Aos 3 anos de idade, me mudei com a minha família de Duque de Caxias para a Ilha do Governador, na zona norte do Rio de Janeiro, onde vivi até os 9 anos de idade. Essa mudança teve um significado claro de ascensão social. Meu pai, na época um jovem empreendedor do ramo moveleiro, melhorou muito de vida nesse período, como um típico representante do chamado “milagre econômico” da década de 1970. Tal fato até poderia ter sido uma boa razão para meu pai ter apoiado a ditadura militar, mas a verdadeira razão do seu apoio nunca esteve nessa súbita ascensão social que ele experimentou nesse período, mas em sua visão conservadora do homem e da sociedade. A prova disso é que muitas pessoas pobres tiveram uma grande ascensão social durante o governo Lula e nem por isso se tornaram de esquerda. Meu pai não apoiou o golpe militar por ter conquistado melhores condições de vida durante o regime militar. Em outras palavras, meu pai, mesmo de origem muito humilde, sempre foi um homem de direita, assim como uma parcela significativa da população mais pobre do nosso país, que se identifica, por razões que só a psicanálise de Freud nos permite entender, com os seus algozes. Já escrevi uma vez sobre isso num texto sobre Wilson Simonal, o negro que durante a ditadura militar se identificou tanto com a classe dominante, que mesmo tendo sofrido na pele (literalmente) todo tipo de preconceito e violência, não perdeu a chance de se utilizar de sua condição de novo rico para pôr na cadeia e fazer torturar seu antigo contador.
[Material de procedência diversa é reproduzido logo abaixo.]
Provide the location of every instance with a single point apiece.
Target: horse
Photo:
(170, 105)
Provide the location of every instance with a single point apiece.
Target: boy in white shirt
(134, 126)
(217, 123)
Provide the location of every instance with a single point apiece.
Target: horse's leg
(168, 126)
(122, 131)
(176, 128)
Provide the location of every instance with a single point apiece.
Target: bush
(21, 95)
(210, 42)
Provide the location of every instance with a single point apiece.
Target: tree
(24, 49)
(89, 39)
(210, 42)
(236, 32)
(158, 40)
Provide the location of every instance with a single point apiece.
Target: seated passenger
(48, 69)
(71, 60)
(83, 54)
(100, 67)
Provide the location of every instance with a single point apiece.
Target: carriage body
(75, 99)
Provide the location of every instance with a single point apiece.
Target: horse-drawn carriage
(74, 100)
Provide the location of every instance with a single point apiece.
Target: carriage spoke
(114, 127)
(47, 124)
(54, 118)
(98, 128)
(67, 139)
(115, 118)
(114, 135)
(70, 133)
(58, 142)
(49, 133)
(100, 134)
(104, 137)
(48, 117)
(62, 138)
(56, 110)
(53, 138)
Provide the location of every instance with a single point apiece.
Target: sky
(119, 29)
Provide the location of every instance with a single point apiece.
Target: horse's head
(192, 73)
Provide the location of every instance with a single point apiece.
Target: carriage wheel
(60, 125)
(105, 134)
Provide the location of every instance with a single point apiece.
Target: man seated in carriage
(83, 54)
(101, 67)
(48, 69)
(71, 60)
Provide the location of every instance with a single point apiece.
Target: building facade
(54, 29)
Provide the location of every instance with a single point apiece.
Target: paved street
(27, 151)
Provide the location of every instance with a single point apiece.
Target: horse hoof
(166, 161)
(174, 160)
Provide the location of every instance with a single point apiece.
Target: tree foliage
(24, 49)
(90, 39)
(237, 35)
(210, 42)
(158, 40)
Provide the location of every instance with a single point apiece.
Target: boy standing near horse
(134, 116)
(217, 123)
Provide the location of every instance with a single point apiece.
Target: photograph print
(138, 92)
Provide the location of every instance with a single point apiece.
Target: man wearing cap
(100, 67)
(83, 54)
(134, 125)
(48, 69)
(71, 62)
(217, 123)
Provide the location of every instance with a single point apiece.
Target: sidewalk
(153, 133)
Se eu não aderi desde cedo à visão política de meu pai, talvez isso tenha se dado pelo fato de que minha mãe (meu pai era neto de um português imigrante) vinha de uma família de sergipanos que tinham migrado para o sudeste fugindo da fome, após a morte de seu pai. Como muitos nordestinos pobres daquela época, ela e outros membros da sua família foram parar na Baixada Fluminense, onde ela conheceu meu pai e se casou com ele. Minha mãe nunca foi nem de direita nem de esquerda e sempre pertenceu, junto com uma quantidade significativa da população brasileira, a esse imenso grupo que oscila, a cada eleição, a cada debate, entre a esquerda e a direita, sem ter muito claro o que está em jogo na discussão. Mas minha mãe, por ter tido um infância muito pobre e por ter vivido a experiência da fome sempre resguardou um sensibilidade para o sofrimento humano. É dessa sensibilidade materna que surge, talvez eu possa dizer, minha orientação política de esquerda. Mesmo que minha mãe jamais tenha chegado a compreendê-la propriamente.